I relaxed immediately.
At a busy row of benches, a greying lady in a rose-red sari mimed that I should take off my shoes and socks. She removed hers, too, then scooped up mine and bustled over to a long counter. Exchanging them for tokens, she hurried back and pressed a metal disc into my palm, closing my fingers around it as though it were precious. My grandparents used to do that when treating me with a five-pound note: I’d not thought of that for a long time.
She gathered in her sari and led me to a sawn-off oil barrel. It was full of headscarves. The few men not already wearing turbans were pausing to grab temporary head cover, a requirement for entry to the temple. My helper was more diligent, though — rejecting several scarves before teasing out the right one, Ali Bongo-style. It perfectly matched my shirt, and a tall Sikh boy with an insurmountable grin stopped to tie it on. My self-appointed chaperone single-clapped in delight.
Next, she led me to the entrance proper, where we paddled through a shallow pool to cleanse our feet. She held my elbow for balance and we climbed the steps together.
At the top, she leant against a column and proudly pushed me forward. There, framed by the white arch, was the 400-year-old Golden Temple of Amritsar. It was familiar to me from pictures in countless Punjabi restaurants, but in real life it was much more impressive. Shimmering in the heat, it loomed lightly, like a mirage. Its giant gilded strongbox glared bullion-brilliant, and paradoxically appeared to float at the centre of a giant olive-green pool.
My companion sighed contentedly, namaste’d me goodbye, and walked off along the marble poolside path.
EMERGING FROM the inner sanctum, where Sikhs were filing past their holy book, the Guru Granth Sahib, I walked by a formal grassy area. Having just bathed ceremonially in the pool, men were drying their long, long hair in the sun.
Further on, a crowd milled outside a large brick building, where a toothy man handed me a large metal thali tray, big and round as a hubcap. A young girl in western clothes said hello and asked me where I was from. She explained that this was the langur hall, where free meals are served round the clock.

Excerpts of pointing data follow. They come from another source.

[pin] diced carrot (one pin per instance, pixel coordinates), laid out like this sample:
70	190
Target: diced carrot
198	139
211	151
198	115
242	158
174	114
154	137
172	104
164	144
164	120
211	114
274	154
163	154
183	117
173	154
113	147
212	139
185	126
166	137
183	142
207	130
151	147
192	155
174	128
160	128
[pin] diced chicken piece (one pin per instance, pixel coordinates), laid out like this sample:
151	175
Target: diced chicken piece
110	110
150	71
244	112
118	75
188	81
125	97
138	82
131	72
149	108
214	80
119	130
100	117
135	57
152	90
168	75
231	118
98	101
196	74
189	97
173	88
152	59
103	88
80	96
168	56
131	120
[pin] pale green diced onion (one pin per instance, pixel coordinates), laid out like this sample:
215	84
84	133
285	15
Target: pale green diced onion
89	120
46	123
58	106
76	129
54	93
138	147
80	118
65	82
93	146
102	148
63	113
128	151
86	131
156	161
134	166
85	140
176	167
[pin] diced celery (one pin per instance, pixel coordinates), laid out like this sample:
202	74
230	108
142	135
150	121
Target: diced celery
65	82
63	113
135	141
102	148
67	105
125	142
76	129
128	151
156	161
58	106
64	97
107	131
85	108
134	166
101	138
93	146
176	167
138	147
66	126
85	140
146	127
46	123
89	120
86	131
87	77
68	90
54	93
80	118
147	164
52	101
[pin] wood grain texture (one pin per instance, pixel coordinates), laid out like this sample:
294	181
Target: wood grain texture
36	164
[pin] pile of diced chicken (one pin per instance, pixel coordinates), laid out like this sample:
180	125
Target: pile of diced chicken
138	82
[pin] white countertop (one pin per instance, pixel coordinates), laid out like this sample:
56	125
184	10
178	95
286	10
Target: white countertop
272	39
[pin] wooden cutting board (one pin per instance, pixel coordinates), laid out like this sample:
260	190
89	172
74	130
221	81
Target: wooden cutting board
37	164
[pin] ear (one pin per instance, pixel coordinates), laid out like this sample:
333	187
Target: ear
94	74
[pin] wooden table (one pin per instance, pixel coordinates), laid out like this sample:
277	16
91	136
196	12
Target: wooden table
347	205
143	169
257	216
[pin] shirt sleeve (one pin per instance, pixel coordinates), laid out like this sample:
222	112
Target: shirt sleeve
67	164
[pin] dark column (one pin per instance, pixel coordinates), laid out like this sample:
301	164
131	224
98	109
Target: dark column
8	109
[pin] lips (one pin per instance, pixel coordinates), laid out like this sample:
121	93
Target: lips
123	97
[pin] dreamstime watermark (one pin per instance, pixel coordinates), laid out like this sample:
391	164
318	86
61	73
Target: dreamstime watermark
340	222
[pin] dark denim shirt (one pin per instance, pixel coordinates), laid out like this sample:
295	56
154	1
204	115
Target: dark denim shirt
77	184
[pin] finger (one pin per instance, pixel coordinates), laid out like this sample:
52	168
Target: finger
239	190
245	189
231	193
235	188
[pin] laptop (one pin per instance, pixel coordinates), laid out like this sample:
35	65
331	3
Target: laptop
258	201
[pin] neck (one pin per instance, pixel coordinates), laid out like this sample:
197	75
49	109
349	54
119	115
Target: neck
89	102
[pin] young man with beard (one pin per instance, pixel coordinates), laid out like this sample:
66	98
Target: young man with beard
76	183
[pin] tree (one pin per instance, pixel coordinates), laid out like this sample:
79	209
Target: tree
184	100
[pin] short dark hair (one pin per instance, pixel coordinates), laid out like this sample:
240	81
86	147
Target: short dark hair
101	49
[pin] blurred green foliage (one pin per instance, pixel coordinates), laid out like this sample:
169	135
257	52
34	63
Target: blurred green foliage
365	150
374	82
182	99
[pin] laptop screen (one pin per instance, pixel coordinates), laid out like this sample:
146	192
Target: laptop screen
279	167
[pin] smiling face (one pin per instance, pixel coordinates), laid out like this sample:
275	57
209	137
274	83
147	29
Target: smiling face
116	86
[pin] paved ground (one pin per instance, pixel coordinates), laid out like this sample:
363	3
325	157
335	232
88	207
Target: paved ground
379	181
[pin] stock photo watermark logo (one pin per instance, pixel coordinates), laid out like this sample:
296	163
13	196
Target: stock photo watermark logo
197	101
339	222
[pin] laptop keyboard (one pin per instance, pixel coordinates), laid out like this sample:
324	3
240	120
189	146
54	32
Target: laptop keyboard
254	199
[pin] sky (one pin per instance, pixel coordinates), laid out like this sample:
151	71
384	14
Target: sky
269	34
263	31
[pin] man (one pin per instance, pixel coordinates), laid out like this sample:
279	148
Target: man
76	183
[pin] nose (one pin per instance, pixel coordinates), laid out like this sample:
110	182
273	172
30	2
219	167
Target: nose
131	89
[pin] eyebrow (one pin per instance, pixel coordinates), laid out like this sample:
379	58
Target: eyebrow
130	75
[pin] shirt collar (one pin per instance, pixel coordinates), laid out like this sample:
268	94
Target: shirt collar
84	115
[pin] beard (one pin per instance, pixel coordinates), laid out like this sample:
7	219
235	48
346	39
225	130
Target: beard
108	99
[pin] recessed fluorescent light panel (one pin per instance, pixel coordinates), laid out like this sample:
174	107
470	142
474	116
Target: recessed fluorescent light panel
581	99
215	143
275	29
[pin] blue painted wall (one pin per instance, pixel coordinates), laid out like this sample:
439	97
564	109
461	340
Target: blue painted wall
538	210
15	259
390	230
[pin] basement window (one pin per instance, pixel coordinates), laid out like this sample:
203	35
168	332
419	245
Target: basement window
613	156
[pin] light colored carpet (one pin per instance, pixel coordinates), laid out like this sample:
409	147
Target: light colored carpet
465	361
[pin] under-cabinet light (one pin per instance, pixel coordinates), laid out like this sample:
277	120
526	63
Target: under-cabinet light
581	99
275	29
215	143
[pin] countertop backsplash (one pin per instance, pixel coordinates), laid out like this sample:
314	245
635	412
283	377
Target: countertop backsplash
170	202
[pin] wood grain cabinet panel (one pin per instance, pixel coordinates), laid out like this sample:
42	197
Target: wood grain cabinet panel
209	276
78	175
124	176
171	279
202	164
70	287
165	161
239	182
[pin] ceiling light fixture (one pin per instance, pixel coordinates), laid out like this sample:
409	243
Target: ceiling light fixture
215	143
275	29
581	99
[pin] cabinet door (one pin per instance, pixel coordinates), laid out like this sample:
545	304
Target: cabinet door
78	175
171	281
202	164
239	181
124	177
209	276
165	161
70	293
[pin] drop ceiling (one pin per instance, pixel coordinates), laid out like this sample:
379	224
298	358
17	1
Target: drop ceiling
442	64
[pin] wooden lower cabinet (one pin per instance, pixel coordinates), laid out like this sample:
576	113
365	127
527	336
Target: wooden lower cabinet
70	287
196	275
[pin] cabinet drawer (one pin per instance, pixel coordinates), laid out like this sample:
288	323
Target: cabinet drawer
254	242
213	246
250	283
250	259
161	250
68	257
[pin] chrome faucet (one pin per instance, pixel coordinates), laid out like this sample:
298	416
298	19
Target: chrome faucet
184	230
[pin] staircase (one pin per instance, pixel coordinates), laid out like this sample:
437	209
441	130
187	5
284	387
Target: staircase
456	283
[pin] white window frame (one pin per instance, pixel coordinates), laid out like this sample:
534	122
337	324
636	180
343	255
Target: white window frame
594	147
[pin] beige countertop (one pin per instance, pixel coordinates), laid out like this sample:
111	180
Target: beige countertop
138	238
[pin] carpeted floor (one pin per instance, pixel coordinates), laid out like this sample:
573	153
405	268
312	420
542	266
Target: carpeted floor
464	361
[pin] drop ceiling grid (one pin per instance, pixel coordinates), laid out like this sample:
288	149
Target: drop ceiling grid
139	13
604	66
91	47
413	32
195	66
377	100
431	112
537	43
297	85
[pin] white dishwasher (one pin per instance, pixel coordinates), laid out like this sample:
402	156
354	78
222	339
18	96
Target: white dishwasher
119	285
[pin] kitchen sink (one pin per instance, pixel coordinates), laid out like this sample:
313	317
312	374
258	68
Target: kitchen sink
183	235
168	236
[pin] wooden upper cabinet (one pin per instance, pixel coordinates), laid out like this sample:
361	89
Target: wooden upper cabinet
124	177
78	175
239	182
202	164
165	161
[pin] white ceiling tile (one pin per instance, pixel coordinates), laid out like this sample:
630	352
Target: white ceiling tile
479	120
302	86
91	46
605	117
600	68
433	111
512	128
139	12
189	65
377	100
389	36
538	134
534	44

It was a two-storey building the size of a Victorian school. Catching my bemused look, the girl launched into an explanation. “Fifty thousand people a day eat here, can you imagine? Guru Nanak, our founder, started it so that all Sikhs should eat together and show we are not agreeing with the caste system, like in Hinduism, and that men and women aren’t keeping separated, like in Islam.
“The people cooking and serving are volunteers, too,” she continued. “All sorts of people, you’ll see. We are calling it seva. It is the voluntary work we are doing at a temple.”
A bell rang and the heavy wooden doors opened. We shuffled inside and sat cross-legged on hessian mats, at least 1,000 people, I reckoned. There was a tug on my sleeve: two wily little kids with worn-through clothes and quick movements asked my name, shaking my hand energetically. Opposite, a portly gentleman with a magnificent beard adjusted his sword and bowed his head minutely in welcome.